When Pi told the alternative ending to the Japanese interviewers, what struck me as I was reading it was this: he had projected all of the most base, animalistic characteristics of the human characters onto an animal. So when he says of the cook that he not only was evil, but he brought out the evil in Pi, I thought that Richard Parker was a defense mechanism on which Pi projected responsibility for his actions. He was just as animalistic as the tiger, the cook was as animalistic and brutal as a hyena, and his mother was just as strong but outmatched, and missing her children, as Orange Juice. But for some reason, Pi exercised a preference to avoid confronting this and reconstructed the story in a way that made him feel better about himself. That bothered me. "So it is with God" he says. And that struck me. Hard.
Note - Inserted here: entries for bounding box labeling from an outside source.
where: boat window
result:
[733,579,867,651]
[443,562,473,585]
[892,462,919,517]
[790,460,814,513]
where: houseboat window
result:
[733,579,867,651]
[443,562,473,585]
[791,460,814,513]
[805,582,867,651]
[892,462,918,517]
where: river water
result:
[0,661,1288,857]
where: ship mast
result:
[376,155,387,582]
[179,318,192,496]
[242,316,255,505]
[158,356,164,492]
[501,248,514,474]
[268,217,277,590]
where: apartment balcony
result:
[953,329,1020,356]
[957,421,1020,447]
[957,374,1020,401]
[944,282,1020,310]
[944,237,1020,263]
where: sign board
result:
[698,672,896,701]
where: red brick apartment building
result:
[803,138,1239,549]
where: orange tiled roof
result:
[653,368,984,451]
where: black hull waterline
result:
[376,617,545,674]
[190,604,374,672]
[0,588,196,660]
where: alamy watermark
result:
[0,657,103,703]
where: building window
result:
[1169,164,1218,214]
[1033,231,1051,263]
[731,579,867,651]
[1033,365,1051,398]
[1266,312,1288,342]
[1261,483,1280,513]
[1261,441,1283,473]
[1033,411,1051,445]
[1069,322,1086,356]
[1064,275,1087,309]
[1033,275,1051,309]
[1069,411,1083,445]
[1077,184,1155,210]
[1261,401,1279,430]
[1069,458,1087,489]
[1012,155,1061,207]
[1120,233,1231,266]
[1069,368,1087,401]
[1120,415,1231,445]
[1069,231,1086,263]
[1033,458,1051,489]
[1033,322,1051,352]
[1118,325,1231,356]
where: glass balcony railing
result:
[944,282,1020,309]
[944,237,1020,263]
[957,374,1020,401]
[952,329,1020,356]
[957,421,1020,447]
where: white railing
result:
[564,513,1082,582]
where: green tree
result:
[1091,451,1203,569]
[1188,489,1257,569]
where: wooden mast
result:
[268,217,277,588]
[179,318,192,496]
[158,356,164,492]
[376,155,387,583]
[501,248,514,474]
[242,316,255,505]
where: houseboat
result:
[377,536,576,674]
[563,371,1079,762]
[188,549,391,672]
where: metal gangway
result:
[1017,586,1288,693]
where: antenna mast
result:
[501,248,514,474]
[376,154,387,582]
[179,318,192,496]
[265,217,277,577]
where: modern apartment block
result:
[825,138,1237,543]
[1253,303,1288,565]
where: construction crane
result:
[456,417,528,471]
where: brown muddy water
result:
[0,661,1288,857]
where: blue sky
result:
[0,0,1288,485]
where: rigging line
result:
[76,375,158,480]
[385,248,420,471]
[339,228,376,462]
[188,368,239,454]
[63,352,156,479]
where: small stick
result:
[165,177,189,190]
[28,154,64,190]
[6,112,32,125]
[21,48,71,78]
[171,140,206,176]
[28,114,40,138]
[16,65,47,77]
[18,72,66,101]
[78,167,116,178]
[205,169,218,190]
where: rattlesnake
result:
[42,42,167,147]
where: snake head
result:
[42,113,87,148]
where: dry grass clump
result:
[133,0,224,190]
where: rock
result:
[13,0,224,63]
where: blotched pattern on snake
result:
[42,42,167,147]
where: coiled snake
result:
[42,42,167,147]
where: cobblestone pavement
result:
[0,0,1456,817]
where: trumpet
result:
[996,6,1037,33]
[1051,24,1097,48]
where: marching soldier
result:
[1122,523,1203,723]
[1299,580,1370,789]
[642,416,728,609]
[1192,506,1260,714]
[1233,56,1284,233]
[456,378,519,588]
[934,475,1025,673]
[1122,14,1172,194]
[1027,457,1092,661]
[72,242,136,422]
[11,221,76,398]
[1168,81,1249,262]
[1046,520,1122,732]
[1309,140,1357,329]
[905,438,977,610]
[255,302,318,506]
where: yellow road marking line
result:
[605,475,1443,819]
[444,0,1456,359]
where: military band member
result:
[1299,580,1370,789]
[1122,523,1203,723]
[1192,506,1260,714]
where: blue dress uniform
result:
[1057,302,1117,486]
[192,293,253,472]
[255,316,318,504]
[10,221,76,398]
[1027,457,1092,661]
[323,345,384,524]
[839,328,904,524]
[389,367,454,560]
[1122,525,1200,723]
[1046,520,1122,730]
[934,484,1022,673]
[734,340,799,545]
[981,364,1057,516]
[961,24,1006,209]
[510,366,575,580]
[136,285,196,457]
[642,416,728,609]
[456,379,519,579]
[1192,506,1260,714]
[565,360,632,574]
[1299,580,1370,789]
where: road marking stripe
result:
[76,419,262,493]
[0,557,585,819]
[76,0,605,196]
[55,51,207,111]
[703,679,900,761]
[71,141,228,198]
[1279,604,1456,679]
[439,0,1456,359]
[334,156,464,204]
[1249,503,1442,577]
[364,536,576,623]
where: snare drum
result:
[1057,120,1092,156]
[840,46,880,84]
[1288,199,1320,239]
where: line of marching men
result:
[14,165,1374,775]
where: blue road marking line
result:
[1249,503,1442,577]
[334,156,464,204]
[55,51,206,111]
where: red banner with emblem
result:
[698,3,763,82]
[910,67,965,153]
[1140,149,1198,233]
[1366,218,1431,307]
So when Pi asks which story the Japanese interviewers preferred, the one with animals or the one without anything they found hard to believe, it had a different effect on me than I think the author intended. He suggested that all that mattered to the hearer were a few external events and their results - the ship did sink, Pi lost his family, he survived. In either version of the story, did it really change anything of consequence? seems to be his contention. And I practically shouted, "It does!" To deny humanity in all its forms, projecting onto animals the worst in order to preserve the ideal of mankind seemed to be more than a preference without consequence to me.
Like the fictional author and the Japanese interviewers I liked the story with the tiger better. But I disagreed it was a question of preference. And with that, I thought: My preference that the church be true also doesn't matter. Either there was a tiger or there wasn't. Either Pi killed a french cook who killed his mother or he didn't. And contrary to Pi's assertion, the truth mattered. It wasn't just a preference. And so it is with God.
So, in a way, this book was a twig in the stream of my life that changed it's whole course.
Anyway, thanks for sharing your thoughts, JM! And if you're thinking of seeing the movie, I enjoyed it. One of the few I'd say is worth seeing in 3D. But even without 3D, it's gorgeously shot.